Key to developing these new technologies is a fundamental understanding of the interface between electronic materials and biology. Organic electronics are devices containing carbon and are anticipated to play a key role for biointerfacing—bridging the gap between the biotic and the abiotic.
“The advent of microfluidics and the considerable advances in reliability and complexity of in vitro models promise to eventually significantly reduce or replace animal studies, currently the gold standard in drug discovery and toxicology testing,” Dr. Pitsalidis said. “Organic electronic materials, notably conjugated polymers, have demonstrated technological maturity in fields such as solar cells and light emitting diodes, and are the obvious route forward for bioelectronics due to their biomimetic nature.”
Recent endeavors have seen organic electronic materials used in biologically relevant ion sensing, ion pumps and transducers of neural activity. They more seamlessly integrate with complex biological systems and offer more effective signal transduction of biological events.
Conjugated polymers are mixed conductors. The electronics surrounding us in our daily lives use electrons as the dominant charge carrier; biological systems use ions. Conjugated polymers can use both, which makes them a logical choice for direct coupling with biological systems.
“Typically, interfacing has been thought of as two-sided: stimulation on one side and monitoring on the other,” Dr. Pitsalidis explained. “We introduced a third component, where the chemical or physical characteristics of the active layer of the device can alter the biological system being studied.”
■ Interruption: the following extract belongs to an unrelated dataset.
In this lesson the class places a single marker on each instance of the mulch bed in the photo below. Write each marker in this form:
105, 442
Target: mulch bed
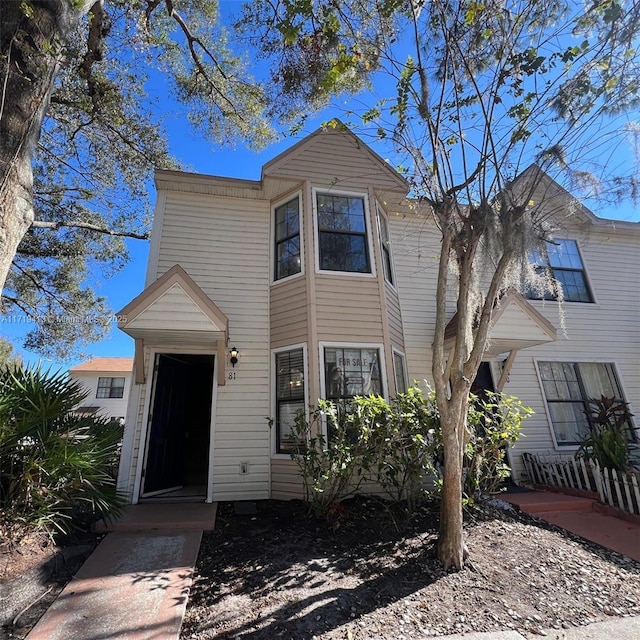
372, 573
Interfacing can be a powerful means of controlling biological systems when used carefully. However, direct contact with biological tissue poses specific complications, and the set of requirements that a conjugated polymer has to meet is demanding in order to noninvasively exchange electrochemical signals. The polymer and the tissue must not damage each other. Aside from their electronic properties allowing them to be used in bioelectronics, they must remain stable for many cycles of operation, be flexible enough for a wide range of applications, and avoid injurious effects to biological systems.
“Most conjugated polymers are inherently biocompatible because they are mainly made of chemical elements that match the organic composition of cells and tissue, such as carbon and hydrogen,” Dr. Pitsalidis said. “However, biocompatibility cannot be universally defined because they can elicit different biological responses depending on the type of cells and the local tissue environment. Additionally, they are often modified or mixed with additives, which could be harmful to the in vitro system.”
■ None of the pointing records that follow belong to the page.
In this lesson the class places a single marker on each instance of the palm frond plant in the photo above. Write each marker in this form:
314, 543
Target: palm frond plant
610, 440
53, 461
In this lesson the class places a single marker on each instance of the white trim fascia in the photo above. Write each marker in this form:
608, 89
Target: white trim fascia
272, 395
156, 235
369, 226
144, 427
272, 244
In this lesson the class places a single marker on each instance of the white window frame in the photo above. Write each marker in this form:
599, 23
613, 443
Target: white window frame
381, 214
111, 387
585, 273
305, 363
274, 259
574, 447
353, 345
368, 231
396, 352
The research team believes three-dimensional conjugated polymer-based scaffolds have the potential to be integrated with microfluidics to meet all the requirements of in vitro drug discovery.
“Now is the time to push forward accurate and reliable in vitro models that truly represent the in vivo situation,” Dr. Pitsalidis concluded. “We expect that the next few years will see conjugated polymers meeting all the scalability, accuracy and reliability requirements to replace animal models in drug discovery and disease research.”